Because the model is trained, we can re-use it to e.g. calculate the variable importance (which SDeMo does through non-parametric boostrap in a model-agnostic way):

In [66]:
vi = variableimportance(ensemble, montecarlo(sdm, n=10); threshold=false, samples=100)
vi ./= sum(vi)
vnames = ["BIO$(x)" for x in variables(ensemble)]
collect(zip(vnames, vi))
3-element Vector{Tuple{String, Float64}}:
 ("BIO8", 0.6904721914010669)
 ("BIO1", 0.3053564282929377)
 ("BIO2", 0.004171380305995421)

We can identify the variable that was the most important overall (and its relative importance):

In [68]:
mix = findmax(vi)
(0.6904721914010669, 1)

It corresponds to:

In [69]:
mostimp = layerdescriptions(provider)[layers(provider)[variables(ensemble)[last(mix)]]]
"Mean Temperature of Wettest Quarter"

In the last part of this vignette, we will compare two techniques to explain the predictions made by the ensemble model.

Partial responses are commonly used in SDMs, and represent the prediction from a model when all variables but one are averaged (regular partial responses) or sampled at random from their distribution (inflated partial responses). These provide information about the ways in which the model respond to change in a variable of interest, compared to the “background” of all other variables.

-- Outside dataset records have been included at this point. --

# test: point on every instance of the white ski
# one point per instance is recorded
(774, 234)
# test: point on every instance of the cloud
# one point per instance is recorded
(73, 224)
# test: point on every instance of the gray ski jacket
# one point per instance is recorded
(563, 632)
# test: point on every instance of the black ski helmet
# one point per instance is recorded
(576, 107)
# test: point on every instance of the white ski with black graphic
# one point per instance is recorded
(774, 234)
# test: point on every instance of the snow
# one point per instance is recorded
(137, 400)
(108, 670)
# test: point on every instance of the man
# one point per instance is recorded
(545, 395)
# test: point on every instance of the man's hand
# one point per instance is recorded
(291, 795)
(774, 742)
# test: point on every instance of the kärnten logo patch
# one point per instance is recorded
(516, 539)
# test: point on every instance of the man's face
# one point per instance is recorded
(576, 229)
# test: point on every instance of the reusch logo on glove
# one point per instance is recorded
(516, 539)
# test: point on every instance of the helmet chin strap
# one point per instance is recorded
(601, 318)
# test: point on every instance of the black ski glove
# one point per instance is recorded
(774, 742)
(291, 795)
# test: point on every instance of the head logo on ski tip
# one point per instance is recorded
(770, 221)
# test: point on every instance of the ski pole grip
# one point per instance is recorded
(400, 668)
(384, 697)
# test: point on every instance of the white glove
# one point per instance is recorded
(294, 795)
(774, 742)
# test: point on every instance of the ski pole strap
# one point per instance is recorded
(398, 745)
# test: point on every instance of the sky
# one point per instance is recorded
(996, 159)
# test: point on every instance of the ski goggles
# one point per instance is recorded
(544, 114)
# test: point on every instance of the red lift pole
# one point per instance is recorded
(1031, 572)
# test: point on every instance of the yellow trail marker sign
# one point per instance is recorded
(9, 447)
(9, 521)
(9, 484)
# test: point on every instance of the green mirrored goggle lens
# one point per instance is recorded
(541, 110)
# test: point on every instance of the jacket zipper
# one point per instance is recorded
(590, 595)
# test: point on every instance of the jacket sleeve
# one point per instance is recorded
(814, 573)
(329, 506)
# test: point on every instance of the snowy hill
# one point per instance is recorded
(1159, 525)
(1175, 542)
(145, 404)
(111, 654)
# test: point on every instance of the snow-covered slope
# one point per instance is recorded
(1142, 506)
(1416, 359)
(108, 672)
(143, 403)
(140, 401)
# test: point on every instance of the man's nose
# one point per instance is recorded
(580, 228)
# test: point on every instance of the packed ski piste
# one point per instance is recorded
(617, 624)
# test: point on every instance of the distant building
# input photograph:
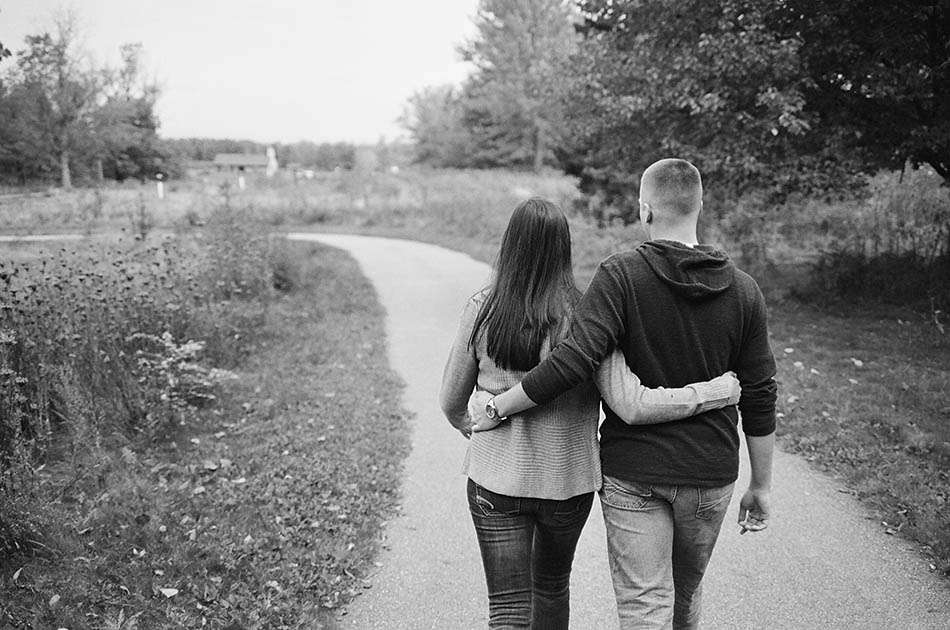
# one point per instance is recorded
(241, 162)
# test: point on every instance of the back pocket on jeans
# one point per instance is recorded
(625, 495)
(488, 503)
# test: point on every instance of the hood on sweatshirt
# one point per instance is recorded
(696, 273)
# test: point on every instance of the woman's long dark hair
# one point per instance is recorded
(532, 288)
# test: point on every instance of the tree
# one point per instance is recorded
(512, 102)
(795, 96)
(878, 76)
(707, 81)
(56, 74)
(125, 126)
(434, 118)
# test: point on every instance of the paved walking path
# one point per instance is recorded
(822, 563)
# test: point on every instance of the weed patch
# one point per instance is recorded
(262, 511)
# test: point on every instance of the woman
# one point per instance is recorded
(531, 483)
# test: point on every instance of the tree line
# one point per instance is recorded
(61, 116)
(325, 156)
(793, 96)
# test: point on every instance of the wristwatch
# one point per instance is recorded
(492, 412)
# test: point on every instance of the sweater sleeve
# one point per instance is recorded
(596, 329)
(461, 371)
(635, 404)
(756, 370)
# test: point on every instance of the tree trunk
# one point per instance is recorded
(538, 148)
(65, 179)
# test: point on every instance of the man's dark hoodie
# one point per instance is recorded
(680, 314)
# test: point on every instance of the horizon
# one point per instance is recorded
(292, 71)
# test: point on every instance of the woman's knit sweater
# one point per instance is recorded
(551, 451)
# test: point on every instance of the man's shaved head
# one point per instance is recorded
(672, 188)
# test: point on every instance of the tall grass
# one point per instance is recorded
(112, 345)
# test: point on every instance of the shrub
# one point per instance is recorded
(117, 344)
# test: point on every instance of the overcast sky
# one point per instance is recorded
(273, 70)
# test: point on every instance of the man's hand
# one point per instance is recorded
(478, 420)
(754, 510)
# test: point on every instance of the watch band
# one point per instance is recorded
(491, 411)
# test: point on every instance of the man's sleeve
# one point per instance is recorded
(596, 328)
(756, 371)
(461, 371)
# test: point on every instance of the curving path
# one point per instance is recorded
(822, 564)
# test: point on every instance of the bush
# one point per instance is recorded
(893, 247)
(117, 344)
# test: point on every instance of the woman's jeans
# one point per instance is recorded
(527, 548)
(660, 539)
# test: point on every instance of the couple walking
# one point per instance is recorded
(673, 315)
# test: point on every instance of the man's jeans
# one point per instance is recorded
(527, 549)
(659, 539)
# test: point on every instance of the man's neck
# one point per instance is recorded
(686, 236)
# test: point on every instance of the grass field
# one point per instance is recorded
(863, 385)
(863, 396)
(263, 511)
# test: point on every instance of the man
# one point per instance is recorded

SDeMo has code to perform the calculation of Shapley values. The explain method will perform the Monte-Carlo analysis on a pre-set number of samples. By contrast to the partial responses, Shapley values are calculated at the scale of a single prediction, and represent the departure from the average model prediction due to the specific value of the variable of interest for this prediction. References in the main text provide illustrations and explanations of how Shapley values can be used. To make sure that the output is comparable to other partial responses, we add the average prediction of the model to the Shapley values:

In [70]:
shapval = explain(ensemble, variables(sdm)[mix[2]]; threshold=false, samples=100)
shapresp = shapval .+ mean(predict(ensemble; threshold=false))
si = clamp.(shapresp, 0, 1)
hist(si)

Finally, we will plot the Shapley responses, overlaid on top of the partial and inflated partial responses for this variable. This figure is presented in the main text:

In [78]:
fig = Figure(; size = (600, 360))
ax = Axis(fig[1,1], xlabel=mostimp, ylabel="Response (presence score)")
for _ in 1:200
    lines!(ax, partialresponse(ensemble, variables(sdm)[mix[2]]; threshold=false, inflated=true)..., color=:lightgrey, alpha=0.5, label="Infl. partial response")
end
lines!(ax, partialresponse(ensemble, variables(sdm)[mix[2]]; threshold=false)..., color=:red, label="Partial response", linestyle=:dash, linewidth=2)
scatter!(ax, features(ensemble, variables(sdm)[mix[2]]), si, label="Shapley values", color=labels(ensemble), colormap=:Greens, strokecolor=:black, strokewidth=1)
tightlimits!(ax)
ylims!(ax, 0, 1)
axislegend(ax, position=:rt, framevisible=false, merge=true, unique=true)
fig
Figure 2: Partial responses (red) and inflated partial responses (grey) to the most important variable. In addition, the Shapley values for all training data are presented in the same figure; green points are presences, and pale points are pseudo-absences. Shapley values were added to the average model prediction to be comparable to partial responses. The code to produce this figure is available as Supp. Mat. 3.